As crises que todos os dias ocupam todo o espaço e reforçam a sensação geral, anódina, de crise permanente, nunca se esgotam, todo o material mundano as pode servir.

Hoje em dia não há apenas 'a crise', mas 'crises' na vida das pessoas. O que quer isto dizer?

«As crises aparentam ser alterações profundas mas acabam por ser convulsões de superfície, comparáveis, analogizáveis, mas em derradeira análise inconsequentes – e inflacionadas na sua suposta relevância [...]. Uma crise nunca é fácil, nem o deveria ser, mas não é boa política evitá-la sempre, projectando fora de nós o que nos persegue, seja projectando em outros, em circunstâncias incontroláveis ou em tempos imprevisíveis. Há um luto a fazer, não uma depressão a ter, com a consciência de que as crises que nos agitam, quer verdadeiramente o saibamos e queiramos quer não, são arremedos de uma relação obscurecida que mantemos com a crise [...]. A nível pessoal, os divórcios não têm de ser reduzidos a disputas envolvendo os filhos, as separações não têm por que obrigar a separar amizades de um e de outro, os insultos e as mentiras não têm de ser o desfecho de cada final. Há uma grandeza própria da crise que não tem de ser, nem deve ser, rebaixada em crises, que apenas desvirtuam o que foi bom, ou necessário, e o deixou de ser, por completo. [...] Se não há nada de positivo a reter, é pelo menos possível não nos degradarmos com a degradação das relações em crises sucessivas. A doença infantil de ter sempre a última palavra ou querer ter sempre toda a razão pode não ter cura, mas pelo menos os seus sintomas são minimizáveis pela autocontenção.» (págs. 29-31)

Mas então, o que é exactamente 'crise' e o que são 'crises'?

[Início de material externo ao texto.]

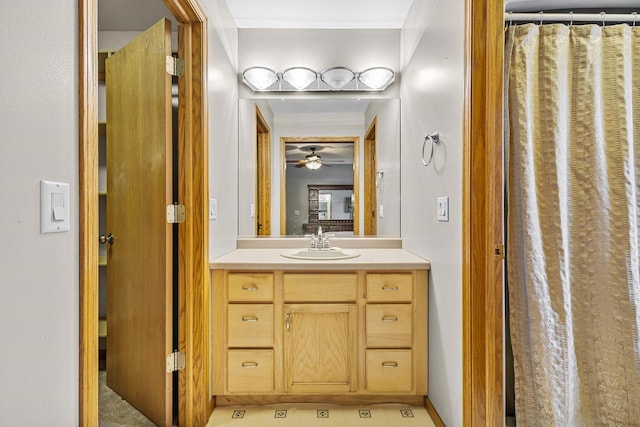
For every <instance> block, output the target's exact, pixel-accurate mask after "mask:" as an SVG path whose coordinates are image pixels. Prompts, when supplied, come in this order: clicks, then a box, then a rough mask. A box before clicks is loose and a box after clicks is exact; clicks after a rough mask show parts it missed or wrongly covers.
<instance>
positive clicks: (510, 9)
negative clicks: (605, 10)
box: [505, 0, 638, 12]
mask: <svg viewBox="0 0 640 427" xmlns="http://www.w3.org/2000/svg"><path fill="white" fill-rule="evenodd" d="M613 8H623V9H638V0H505V10H507V11H510V12H537V11H540V10H554V9H613Z"/></svg>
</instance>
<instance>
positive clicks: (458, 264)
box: [400, 0, 464, 426]
mask: <svg viewBox="0 0 640 427" xmlns="http://www.w3.org/2000/svg"><path fill="white" fill-rule="evenodd" d="M402 37H403V59H404V61H405V62H406V66H405V67H404V68H403V77H402V82H401V95H400V96H401V99H402V241H403V247H404V248H405V249H407V250H409V251H411V252H414V253H416V254H417V255H420V256H423V257H425V258H427V259H429V260H430V261H431V273H430V275H429V279H430V283H429V398H430V399H431V401H432V402H433V404H434V405H435V407H436V409H437V410H438V412H439V414H440V416H441V417H442V419H443V421H444V423H445V424H446V425H449V426H460V425H462V154H463V147H462V125H463V102H464V91H463V89H464V0H415V2H414V4H413V6H412V9H411V10H410V11H409V15H408V19H407V21H406V23H405V26H404V28H403V32H402ZM434 131H438V132H440V139H441V144H440V145H439V146H438V149H437V151H436V156H435V161H434V164H433V165H431V166H429V167H424V166H423V165H422V162H421V160H420V150H421V148H422V142H423V139H424V136H425V134H427V133H431V132H434ZM427 152H428V151H427ZM439 196H449V222H438V221H437V219H436V199H437V197H439Z"/></svg>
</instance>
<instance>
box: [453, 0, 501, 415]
mask: <svg viewBox="0 0 640 427" xmlns="http://www.w3.org/2000/svg"><path fill="white" fill-rule="evenodd" d="M503 7H504V5H503V2H502V0H468V1H467V3H466V55H467V57H466V60H465V64H466V65H465V95H466V96H465V119H464V160H463V162H464V166H463V170H464V176H463V378H464V380H463V408H464V409H463V424H464V425H465V426H480V425H486V426H498V425H500V426H501V425H503V424H504V385H503V277H502V276H503V261H502V260H501V259H497V258H496V257H495V256H494V255H493V247H494V246H495V245H496V244H502V242H503V237H502V224H503V217H502V215H503V209H502V207H503V200H502V173H503V171H502V96H503V92H502V61H503V58H502V57H503V46H504V33H503ZM472 213H473V215H472Z"/></svg>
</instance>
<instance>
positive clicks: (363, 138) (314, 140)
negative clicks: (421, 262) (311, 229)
mask: <svg viewBox="0 0 640 427" xmlns="http://www.w3.org/2000/svg"><path fill="white" fill-rule="evenodd" d="M238 108H239V122H238V125H239V127H238V133H239V143H240V144H239V147H238V170H239V174H238V190H239V194H238V235H239V236H244V237H248V236H255V235H257V234H261V235H265V236H280V235H300V236H302V235H304V234H306V232H305V231H304V228H303V224H305V223H307V224H309V223H310V222H309V215H308V209H309V208H308V204H309V202H308V197H309V196H308V191H309V190H308V187H307V185H353V192H354V195H353V198H352V200H351V205H350V207H349V210H350V214H351V218H352V221H353V231H348V232H345V233H353V235H356V236H362V235H366V236H369V235H378V236H399V235H400V100H399V99H394V98H379V99H366V98H344V97H341V98H313V99H307V98H305V99H303V98H300V99H293V98H277V99H267V98H264V99H259V98H254V99H240V100H239V103H238ZM344 138H347V141H344V143H343V144H342V145H338V143H339V142H340V139H344ZM283 139H285V140H286V143H283ZM349 141H351V143H350V144H348V142H349ZM344 144H347V145H344ZM348 145H351V146H353V150H354V151H353V152H351V153H350V154H349V155H348V156H349V157H348V158H340V157H337V155H338V154H337V153H336V150H337V149H339V148H343V149H347V148H348V149H351V148H350V147H348ZM330 146H331V147H330ZM261 149H263V150H264V151H262V150H261ZM354 160H356V162H355V163H354V162H353V161H354ZM354 165H355V166H356V168H358V169H354ZM289 175H294V176H293V177H289ZM346 175H349V176H350V177H351V179H350V180H349V181H345V180H344V179H343V178H344V176H346ZM305 176H306V177H309V176H314V177H315V179H313V180H304V179H303V177H305ZM324 176H328V177H329V180H328V181H327V180H325V178H324ZM338 176H340V178H339V179H338ZM354 178H355V180H354ZM300 180H302V181H300ZM294 183H296V184H294ZM298 184H300V185H298ZM269 186H270V188H269ZM293 192H295V193H296V194H297V195H296V196H295V199H294V195H293ZM344 201H345V199H344V198H343V200H342V203H340V204H341V205H342V206H343V208H342V209H343V210H344V209H346V208H345V207H344V206H345V205H346V203H344ZM269 202H270V206H269ZM331 204H332V205H335V204H337V203H336V198H335V197H333V196H332V199H331ZM383 207H384V211H383V210H382V208H383ZM334 211H335V210H334ZM383 212H384V216H382V213H383ZM322 215H324V213H323V214H322ZM327 215H329V213H328V212H327ZM332 219H334V218H332ZM323 220H329V219H328V218H327V219H323ZM341 220H342V219H341ZM269 226H270V229H269ZM323 229H324V227H323Z"/></svg>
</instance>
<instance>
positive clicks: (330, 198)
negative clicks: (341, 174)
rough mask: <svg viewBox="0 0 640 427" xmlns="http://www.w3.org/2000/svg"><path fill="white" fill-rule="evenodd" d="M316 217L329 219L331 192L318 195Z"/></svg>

«As crises que todos os dias ocupam todo o espaço e reforçam a sensação geral, anódina, de crise permanente, nunca se esgotam, todo o material mundano as pode servir. A crise, em sentido forte, antigo, ligava o presente ao futuro, projectava quem a vivia de um ao outro, nada ficava igual. [...] Como sucede com a generalidade do discurso da crise, o discurso sobre a «crise de valores» na actualidade baseia-se antes de mais numa mitificação do passado, uma história tradicional também ela mas sem dados que a comprovem (pelo contrário, basta ler o que nos restou do passado), passível de várias encenações mas sem o efeito catártico – antes traumático. É um discurso que funciona por implicação, mais do que por explicação; daí mesmo ser analógico mais do que analítico, amálgama de experiências distintas, aproximação daquilo que só em perspectiva própria e diferenciada pode ser apreciado. Para tanto, as crises são o instrumento ideal, cada uma por si, todas desgastando em conjunto o ânimo e instalando a anomia, sempre incompleta para que o processo nunca gere entropia que o faça consumir-se de vez.» (págs. 32-33)

 

O acordo ortográfico utilizado neste artigo foi definido pelo autor.